China Daily | Updated: 2026-06-15 20:34

Editor's note: The spread of artificial intelligence is posing a major challenge to many traditional jobs. Cai Fang, an academician of the Chinese Academy of Social Sciences, said in an interview with www.ce.cn that it is a challenge that people, as well as the government, need to actively respond to. Below are excerpts of the interview. The views don't necessarily represent those of China Daily.
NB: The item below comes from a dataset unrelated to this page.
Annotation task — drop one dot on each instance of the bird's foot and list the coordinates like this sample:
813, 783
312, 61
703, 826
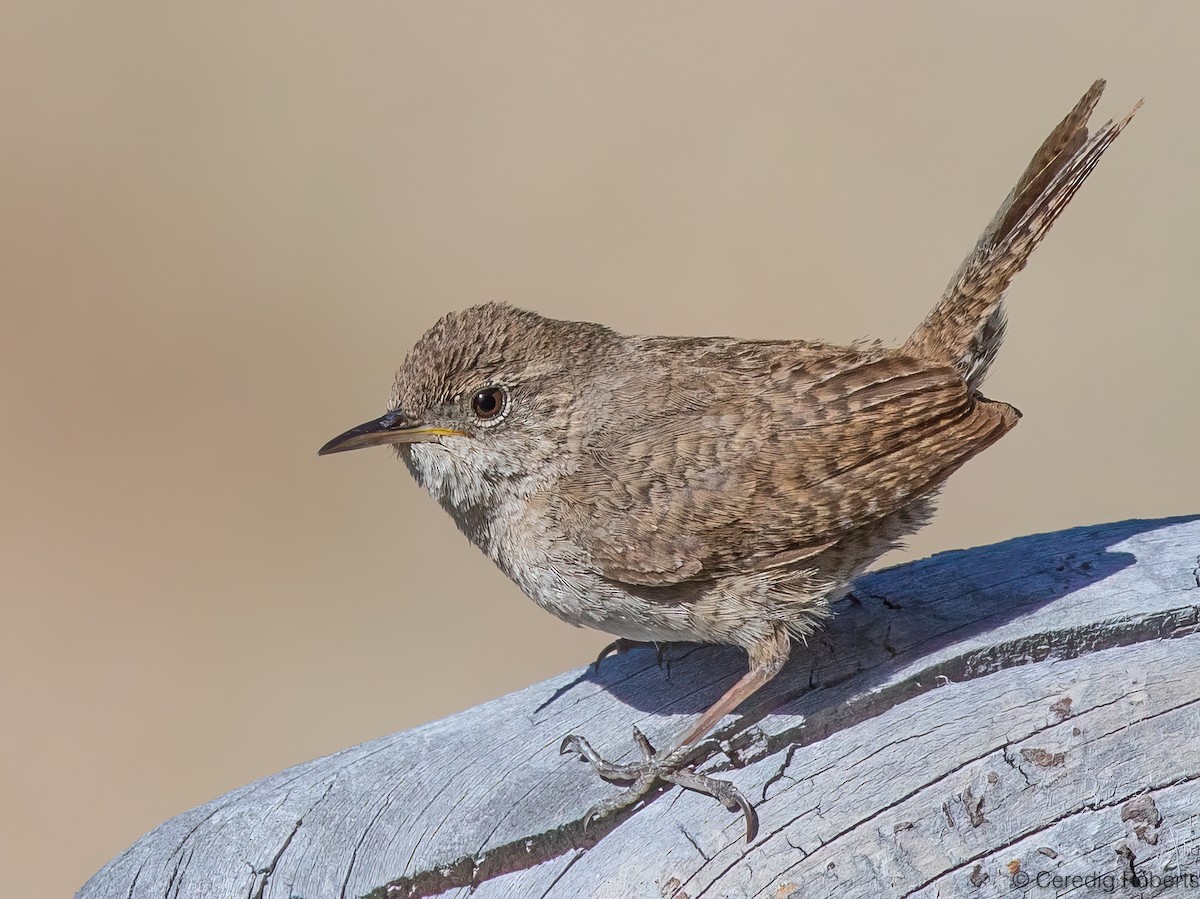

The 15th Five-Year Plan (2026-30) period will mark a critical phase in the integration of artificial intelligence and employment. The principal contradiction in China's job market has turned into a structural imbalance. While there are many high-quality vacancies in the market, employers are struggling to recruit workers with the necessary professional skills. On the other hand, many job seekers are unable to find positions that match their skills. Technologies such as AI are both creative and destructive. AI acts as both an "amplifier" and an "accelerator" that intensifies the current structural imbalance in the job market. Given this, multipronged approaches are needed to mitigate AI's effect on employment.
The authorities should implement industrial policies, establish industry standards and enforce laws and regulations to guide the healthy development of the AI sector. Aligning AI research, development and application with the country's employment policies is crucial. So are addressing workers' skill gaps, improving the quality and efficiency of traditional jobs, and unlocking AI's potential to create new employment opportunities.
Workers must actively seek vocational skills training, continuously update their expertise and keep pace with AI's advancement. By doing so, they can revamp their professional skills to meet the demands of jobs in the new era.
The authorities should ensure equal access to basic public services, and refine a multitiered social security system tailored to new forms of employment in the AI era. This will help secure people's livelihoods and provide the workforce with enough time to upgrade their skills and reshape their careers.
Fundamental economic logic says that sustained wage growth depends on steady improvements in labor productivity across society. AI's greatest value lies in its ability to significantly boost overall labor productivity. Thus, from a macro perspective, AI creates conditions for gradual wage growth across society.
However, the benefits from higher labor productivity will not automatically be distributed equally among all workers. AI is likely to widen the income disparities across enterprises, industries and worker groups at a faster pace.
Efforts by individuals will not be enough to address this divergence in incomes. The government should improve the income distribution system and use redistribution mechanisms to narrow the income gap, enabling the whole of society to share the dividends of productivity gains driven by AI.
There was a time when a higher level of education meant greater rewards. But AI has changed that. Large language models can now replace a vast number of white-collar jobs, erasing the competitive advantages of certain academic courses that were once considered premium.
The value of academic degrees would have declined even without AI. The rapid development of AI has only intensified this trend.
While academic degrees may become less valuable over time, lifelong learning to enhance one's core competencies remains crucial. People don't have to fixate on obtaining a high academic degree in the AI era, but they should pursue knowledge and expertise that are truly valuable.